Règne prospère de Jotham sur Juda.

2.[13] Jotham[14], fils d’Ozias, régna sur la tribu de Juda à Jérusalem ; il avait pour mère une femme de la capitale, nommée Hiérasa[15]. A ce roi nulle vertu ne manquait. Pieux envers Dieu, juste envers les hommes, il s’occupa, en outre, de l’entretien de la ville. Tout ce qui avait besoin, en effet, de réparation et d’ornement, il y travailla avec zèle ; c’est ainsi qu’après avoir érigé les portiques et les propylées dans le Temple, il redressa les parties de murailles écroulées, en y bâtissant des tours d’une grande hauteur et difficiles à prendre[16] ; à torts les autres objets qui avaient pu être négligés dans son royaume, il donna la plus grande attention. En outre[17], avant fait campagne contre les Ammanites et les ayant vaincus en bataille rangée, il les soumit à un tribut annuel[18] de cent talents, dix mille cores de froment et autant d’orge. Et il fortifia si bien son royaume qu’il tint en respect ses ennemis et assura la prospérité à ses sujets.

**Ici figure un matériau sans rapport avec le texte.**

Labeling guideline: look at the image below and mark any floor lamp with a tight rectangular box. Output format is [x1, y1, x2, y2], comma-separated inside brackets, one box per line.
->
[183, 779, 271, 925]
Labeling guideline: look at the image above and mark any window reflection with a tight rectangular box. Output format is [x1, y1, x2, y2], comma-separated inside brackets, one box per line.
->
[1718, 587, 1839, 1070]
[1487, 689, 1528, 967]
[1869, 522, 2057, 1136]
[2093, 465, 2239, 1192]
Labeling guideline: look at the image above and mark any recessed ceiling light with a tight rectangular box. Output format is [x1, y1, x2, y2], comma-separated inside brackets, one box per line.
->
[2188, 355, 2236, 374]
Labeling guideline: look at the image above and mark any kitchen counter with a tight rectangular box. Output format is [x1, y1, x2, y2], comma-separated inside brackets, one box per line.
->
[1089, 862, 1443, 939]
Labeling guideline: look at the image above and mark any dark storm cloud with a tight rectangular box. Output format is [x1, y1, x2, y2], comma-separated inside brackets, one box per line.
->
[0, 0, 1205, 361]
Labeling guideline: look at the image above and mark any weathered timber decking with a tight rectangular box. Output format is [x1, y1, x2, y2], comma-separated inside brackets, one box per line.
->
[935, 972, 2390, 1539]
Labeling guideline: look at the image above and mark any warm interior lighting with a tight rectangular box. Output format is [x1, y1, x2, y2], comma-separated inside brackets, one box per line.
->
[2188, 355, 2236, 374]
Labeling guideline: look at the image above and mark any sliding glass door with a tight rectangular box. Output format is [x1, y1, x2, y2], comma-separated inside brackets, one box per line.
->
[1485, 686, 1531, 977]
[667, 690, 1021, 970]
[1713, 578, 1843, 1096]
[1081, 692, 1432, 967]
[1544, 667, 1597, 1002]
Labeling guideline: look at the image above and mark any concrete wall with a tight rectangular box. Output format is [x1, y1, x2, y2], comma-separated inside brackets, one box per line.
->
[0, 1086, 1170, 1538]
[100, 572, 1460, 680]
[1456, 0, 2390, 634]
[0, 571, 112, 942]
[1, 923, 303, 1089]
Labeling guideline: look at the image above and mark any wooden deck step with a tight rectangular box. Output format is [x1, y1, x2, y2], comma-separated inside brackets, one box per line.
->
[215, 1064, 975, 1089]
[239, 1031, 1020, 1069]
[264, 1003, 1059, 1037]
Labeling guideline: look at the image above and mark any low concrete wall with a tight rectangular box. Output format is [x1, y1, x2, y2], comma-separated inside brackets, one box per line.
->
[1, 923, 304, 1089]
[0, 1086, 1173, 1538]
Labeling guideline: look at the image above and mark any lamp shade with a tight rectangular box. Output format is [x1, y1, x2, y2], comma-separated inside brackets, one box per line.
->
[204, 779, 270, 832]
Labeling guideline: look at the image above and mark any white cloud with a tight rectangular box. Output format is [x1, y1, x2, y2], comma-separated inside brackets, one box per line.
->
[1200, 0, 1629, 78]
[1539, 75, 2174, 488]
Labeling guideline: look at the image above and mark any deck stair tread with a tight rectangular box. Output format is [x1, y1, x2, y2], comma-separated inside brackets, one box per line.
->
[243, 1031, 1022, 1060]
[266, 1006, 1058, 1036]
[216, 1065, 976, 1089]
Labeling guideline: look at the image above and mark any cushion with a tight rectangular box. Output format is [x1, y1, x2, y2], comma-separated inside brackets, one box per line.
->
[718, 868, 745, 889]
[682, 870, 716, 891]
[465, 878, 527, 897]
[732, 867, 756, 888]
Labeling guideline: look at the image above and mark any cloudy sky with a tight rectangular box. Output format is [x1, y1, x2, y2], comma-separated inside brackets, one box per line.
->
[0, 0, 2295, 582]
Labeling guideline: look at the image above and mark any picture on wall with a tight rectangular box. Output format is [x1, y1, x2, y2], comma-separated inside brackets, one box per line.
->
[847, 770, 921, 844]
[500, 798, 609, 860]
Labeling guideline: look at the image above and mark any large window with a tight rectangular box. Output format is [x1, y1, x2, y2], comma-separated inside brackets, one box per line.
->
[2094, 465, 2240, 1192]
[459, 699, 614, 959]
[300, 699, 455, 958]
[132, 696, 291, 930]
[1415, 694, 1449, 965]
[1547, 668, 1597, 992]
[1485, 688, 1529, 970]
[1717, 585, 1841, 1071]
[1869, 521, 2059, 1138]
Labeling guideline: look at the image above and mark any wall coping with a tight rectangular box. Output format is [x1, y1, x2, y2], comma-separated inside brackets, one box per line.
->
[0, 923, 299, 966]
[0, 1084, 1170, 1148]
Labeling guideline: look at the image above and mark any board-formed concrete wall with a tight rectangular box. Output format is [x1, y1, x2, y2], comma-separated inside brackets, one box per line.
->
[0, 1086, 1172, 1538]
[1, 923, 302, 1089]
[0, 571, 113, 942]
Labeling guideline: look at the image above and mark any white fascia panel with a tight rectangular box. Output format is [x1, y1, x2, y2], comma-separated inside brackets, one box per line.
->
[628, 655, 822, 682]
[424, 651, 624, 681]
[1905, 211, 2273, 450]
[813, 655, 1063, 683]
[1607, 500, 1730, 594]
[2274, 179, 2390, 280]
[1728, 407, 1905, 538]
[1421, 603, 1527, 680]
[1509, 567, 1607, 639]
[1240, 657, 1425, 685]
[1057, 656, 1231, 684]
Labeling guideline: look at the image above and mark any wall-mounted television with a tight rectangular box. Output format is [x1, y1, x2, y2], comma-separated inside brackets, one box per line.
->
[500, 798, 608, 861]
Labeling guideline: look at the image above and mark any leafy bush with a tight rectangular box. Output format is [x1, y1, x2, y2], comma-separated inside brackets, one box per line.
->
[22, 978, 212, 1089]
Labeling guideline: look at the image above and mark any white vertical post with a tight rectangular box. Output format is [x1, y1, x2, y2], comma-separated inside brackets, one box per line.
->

[13] II Rois, XV, 32 ; II Chroniques, XXVII, 1.

[14] LXX : Ίωάθαμ.

[15] Bible : Yerouacha.

[16] II Rois, XV, 33 : « Il bâtit la porte haute du Temple » ; II Chroniques, XXVII, 3, ajoute : « et il travailla beaucoup à l’édification de la muraille de l’Ophel ».

[17] II Chroniques, XXVII, 5.

[18] La Chronique dit : « cette année-là, ...la deuxième et la troisième ».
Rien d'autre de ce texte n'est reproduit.